Background The administration of L‐glutamine (Gln) suppresses allergic airway inflammation via the rapid upregulation of MAPK phosphatase (MKP)‐1, which functions as a negative regulator of inflammation by deactivating p38 and JNK mitogen‐activated protein kinases (MAPKs). However, the role of endogenous Gln remains to be elucidated.

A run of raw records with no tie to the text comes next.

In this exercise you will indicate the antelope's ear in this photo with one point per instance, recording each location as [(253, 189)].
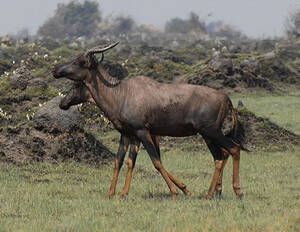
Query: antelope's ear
[(100, 49)]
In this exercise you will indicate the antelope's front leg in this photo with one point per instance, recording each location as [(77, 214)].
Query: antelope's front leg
[(123, 146), (134, 149), (148, 143)]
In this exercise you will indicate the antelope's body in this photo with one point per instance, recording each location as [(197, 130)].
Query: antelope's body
[(142, 109)]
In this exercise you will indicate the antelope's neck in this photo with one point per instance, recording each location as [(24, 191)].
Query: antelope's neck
[(106, 92)]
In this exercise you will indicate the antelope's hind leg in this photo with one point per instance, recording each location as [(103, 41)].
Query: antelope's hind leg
[(219, 166), (176, 181), (123, 146), (218, 191)]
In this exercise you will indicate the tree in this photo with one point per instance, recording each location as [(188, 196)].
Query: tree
[(73, 20), (293, 25)]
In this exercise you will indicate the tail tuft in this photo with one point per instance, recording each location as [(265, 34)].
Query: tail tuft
[(237, 133)]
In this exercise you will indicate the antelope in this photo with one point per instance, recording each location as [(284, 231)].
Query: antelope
[(141, 109), (80, 94)]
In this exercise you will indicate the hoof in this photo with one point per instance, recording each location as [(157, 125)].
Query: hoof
[(241, 196), (123, 195), (187, 192), (109, 196), (208, 197), (218, 194), (173, 197)]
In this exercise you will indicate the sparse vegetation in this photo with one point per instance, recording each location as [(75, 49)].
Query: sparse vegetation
[(72, 20), (56, 180)]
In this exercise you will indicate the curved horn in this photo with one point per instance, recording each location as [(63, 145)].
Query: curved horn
[(102, 58), (100, 49)]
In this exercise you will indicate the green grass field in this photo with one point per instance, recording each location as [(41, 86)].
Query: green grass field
[(72, 196)]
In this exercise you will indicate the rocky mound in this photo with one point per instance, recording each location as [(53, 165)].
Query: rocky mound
[(53, 135), (262, 133)]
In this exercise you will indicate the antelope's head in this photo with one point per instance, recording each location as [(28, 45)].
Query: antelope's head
[(79, 68)]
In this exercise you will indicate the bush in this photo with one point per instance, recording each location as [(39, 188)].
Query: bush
[(178, 25), (72, 20)]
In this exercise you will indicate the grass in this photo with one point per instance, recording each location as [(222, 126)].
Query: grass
[(72, 196), (283, 110)]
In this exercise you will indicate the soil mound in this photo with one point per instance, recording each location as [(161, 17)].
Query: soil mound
[(262, 133), (53, 135)]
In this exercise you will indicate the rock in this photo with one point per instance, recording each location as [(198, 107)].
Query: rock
[(38, 82), (51, 118), (251, 64), (115, 70), (220, 63), (20, 78)]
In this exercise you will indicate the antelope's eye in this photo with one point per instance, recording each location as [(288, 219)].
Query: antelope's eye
[(81, 62)]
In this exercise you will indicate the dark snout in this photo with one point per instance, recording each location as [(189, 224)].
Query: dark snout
[(64, 106), (66, 102), (59, 71)]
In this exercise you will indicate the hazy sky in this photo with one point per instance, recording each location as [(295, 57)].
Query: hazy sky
[(253, 17)]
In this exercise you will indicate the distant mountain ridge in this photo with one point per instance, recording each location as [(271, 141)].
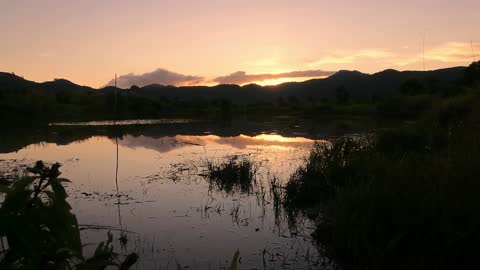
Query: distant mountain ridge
[(359, 85)]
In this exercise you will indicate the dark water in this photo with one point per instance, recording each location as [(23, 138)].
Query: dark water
[(164, 206)]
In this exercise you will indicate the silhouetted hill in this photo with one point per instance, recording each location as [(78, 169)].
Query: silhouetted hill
[(359, 85)]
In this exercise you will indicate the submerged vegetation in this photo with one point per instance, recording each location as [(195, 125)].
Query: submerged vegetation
[(236, 174), (39, 231)]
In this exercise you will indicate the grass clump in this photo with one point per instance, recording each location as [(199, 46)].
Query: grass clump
[(236, 174), (39, 231), (404, 198)]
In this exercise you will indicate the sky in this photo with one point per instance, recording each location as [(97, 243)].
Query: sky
[(208, 42)]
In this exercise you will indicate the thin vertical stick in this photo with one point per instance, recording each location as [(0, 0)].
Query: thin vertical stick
[(473, 52)]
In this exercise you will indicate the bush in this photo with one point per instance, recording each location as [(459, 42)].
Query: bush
[(40, 229)]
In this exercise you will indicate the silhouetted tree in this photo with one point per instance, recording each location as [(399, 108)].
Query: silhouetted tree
[(472, 73), (134, 87), (413, 87), (342, 95)]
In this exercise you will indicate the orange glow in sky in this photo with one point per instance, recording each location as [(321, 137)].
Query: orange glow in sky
[(195, 42)]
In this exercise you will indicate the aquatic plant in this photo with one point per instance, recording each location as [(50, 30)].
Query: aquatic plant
[(236, 174), (39, 231)]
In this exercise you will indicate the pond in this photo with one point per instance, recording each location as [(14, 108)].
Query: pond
[(145, 182)]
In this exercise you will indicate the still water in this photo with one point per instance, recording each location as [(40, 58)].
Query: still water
[(164, 207)]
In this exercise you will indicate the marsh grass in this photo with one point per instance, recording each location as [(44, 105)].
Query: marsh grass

Therefore, we investigated the mechanism by which endogenous Gln regulates MKP‐1 induction and allergic airway inflammation in an ovalbumin‐based murine asthma model. Methods We depleted endogenous Gln levels using L‐γ‐glutamyl‐p‐nitroanilide (GPNA), an inhibitor of the Gln transporter ASCT2 and glutamine synthetase small interfering siRNA. Lentivirus expressing MKP‐1 was injected to achieve overexpression of MKP‐1. Asthmatic phenotypes were assessed using our previously developed ovalbumin‐based murine model, which is suitable for examining sequential asthmatic events, including neutrophil infiltration. Gln levels were analyzed using a Gln assay kit. Results GPNA or glutamine synthetase siRNA successfully depleted endogenous Gln levels. Importantly, homeostatic MKP‐1 induction did not occur at all, which resulted in prolonged p38 MAPK and cytosolic phospholipase A2 (cPLA2) phosphorylation in Gln‐deficient mice. Gln deficiency augmented all examined asthmatic reactions, but it exhibited a strong bias toward increasing the neutrophil count, which was not observed in MKP‐1‐overexpressing lungs. This neutrophilia was inhibited by a cPLA2 inhibitor and a leukotriene B4 inhibitor but not by dexamethasone. Conclusion Gln deficiency leads to the impairment of MKP‐1 induction and activation of p38 MAPK and cPLA2, resulting in the augmentation of neutrophilic, more so than eosinophilic, airway inflammation. Glutamine depletion was achieved by using the glutamine transporter ASCT2 inhibitor l‐γ‐glutamyl‐p‐nitroanilide or glutamine synthetase siRNA. In glutamine deficiency, no MKP‐1 induction and prolonged p38 and cPLA2 phosphorylation were observed in response to airway ovalbumin challenge. As a result, dominant neutrophilic Th1 response, rather than eosinophilic Th2 response occurred. Abbreviations: ASCT2, solute carrier 1A5; cPLA2, cytosolic phospholipase A2; EOS, eosinophil; Gln, glutamine; GPNA, l‐γ‐glutamyl‐p‐nitroanilide; GS, glutamine synthetase; MKP‐1, MAPK phosphatase‐1; NEU, neutrophil; OVA, ovalbumin; siRNA, small interfering RNA.